Hannah caminhou até o escritório de Raoul. Já se despedira de todos na Ilha. Bateu à porta e o velho mestre abriu, mas estava diferente. Algo nele estava estranho, mas ela não sabia...
- Ah, olhe só! Essa senhorita deve ser minha companheira de viagem, não é mesmo? É um grande prazer conhecê-la, sabia?
- Hannah, este é Enzo, meu irmão, como você já sabe – anunciou Raoul, do fundo de seu escritório.
Claro, o irmão de Raoul. Como eram parecidos! Enzo, no entanto, era mais simpático, sorridente. Agora, ela reparava que ele tinha uma barba mais longa e parecia uns dez anos mais velho que Raoul. Pelos deuses! Quantos anos teria?
- Muito prazer - disse apenas. Ela entrou no cômodo e caminhou até o Qayid que, sem tirar os olhos do mar da Ilha, lhe deu as últimas instruções.
- Hannah, sobre a sua viagem: Enzo veio tratar alguns últimos detalhes comigo. Vocês podem seguir juntos para Shailaja. Já está tudo providenciado – Com Raoul era sempre assim: direto ao ponto.
Enzo foi até o irmão e lhe deu um abraço. Hannah desviou o olhar. Nunca vira Raoul abraçar ninguém. Enzo abriu a porta.
- Depois da senhorita.
Como Raoul não lhe dignara nem um olhar, seguiu Enzo pelo corredor sem se despedir. Era tão alto quanto o irmão e caminhava a passos largos. Usava uma longa veste bordô, muito parecida com a que Raoul costumava vestir. Saíram pela porta lateral do casarão e caminharam pela areia fofa. Um pequeno barco aguardava no porto. Quando se aproximou, viu que Gaetana estava à sua espera. Ela cumprimentou Enzo.
- Ah, Gaetana. Muito bom visitá-los, como sempre. Creio que vamos nos ver muito daqui para frente. Vou entrar para deixar vocês à vontade - disse Enzo cordialmente.
Depois que ele entrou, Gaetana pegou as mãos de Hannah entre as suas.
- Mani, por causa do disfarce, pedimos para que não levasse nada seu. Vejo que cumpriu essa tarefa – disse, com um sorriso, segurando o seu indicador. - Quando eu era pequena, minha mãe me deu esse anel, que uso sempre. É bem mais simples... – Hannah olhou para a mão de Gaetana. Era um anel dourado, com um pequeno brilhante. A mestra tirou um saquinho do bolso. – Por isso, pedi que Leila fizesse um igual para você.

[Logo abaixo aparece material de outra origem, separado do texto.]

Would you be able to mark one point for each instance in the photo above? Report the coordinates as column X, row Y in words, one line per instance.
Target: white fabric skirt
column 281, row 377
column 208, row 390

Surpresa com o gesto, Hannah sorriu e abraçou Gaetana. Desde que era pequena, a mestra se responsabilizara por ela. A criara como uma filha e ela era muito grata por ter sido acolhida tão calorosamente.
- Sei que já passou por momentos mais difíceis que esse, Mani. Mas também sei que não será fácil enfrentar essas pessoas por tantos meses. Peço que tenha paciência e lembre-se de que não está sozinha, está bem?
- Está bem – assentiu Hannah, colocando o anel no seu dedo médio: - Obrigada.
O pequeno barco saiu lentamente da orla e Hannah arriscou um último olhar para o casarão à beira-mar, que era o único lar que conhecia desde a queda de sua família. Contemplou a construção branca, exceto pelas suas janelas azuis e pelas portas amarelas, e o imenso ipê cor de rosa bem à frente da porta principal. Ele chegava a ser mais alto que o próprio casarão, que não tinha mais que dois andares, e derramava suas flores coloridas na grama verde. Era um lugar lindo, mas não fora pela sua beleza que a Ilha havia ganhado a sua confiança. Nem por Raoul, que era um grande aliado de sua mãe. Ela não sabia disso quando chegara ali. Nem por Gaetana, a quem hoje amava como a sua própria família. Ela correu os olhos pela areia, buscando por ele, mas sabia que não iria encontrá-lo. Se ele estivesse ali, Hannah sentiria sua presença, preenchendo todos os espaços, confiante e firme, fazendo com que se sentisse segura, como uma onda de calor no auge do verão.
Mas, nos últimos meses, esse calor havia aumentado, fazendo com que se sentisse quase sufocada e, por vezes, pensara que ele a queimaria com sua proximidade. Porém, antes mesmo que refletisse sobre esse novo sentimento, Raoul o havia afastado. E ele fora enviado para longe, por meses. Desde que era pequena nunca passaram tantos meses separados. E agora, ali estava ela, partindo, sem sequer saber quando voltaria a vê-lo. Havia se despedido de todos na Ilha, menos de quem a levara até ali. Será que Luc a perdoaria por escolher esse caminho? Será que ele a perdoaria por ir para Shailaja?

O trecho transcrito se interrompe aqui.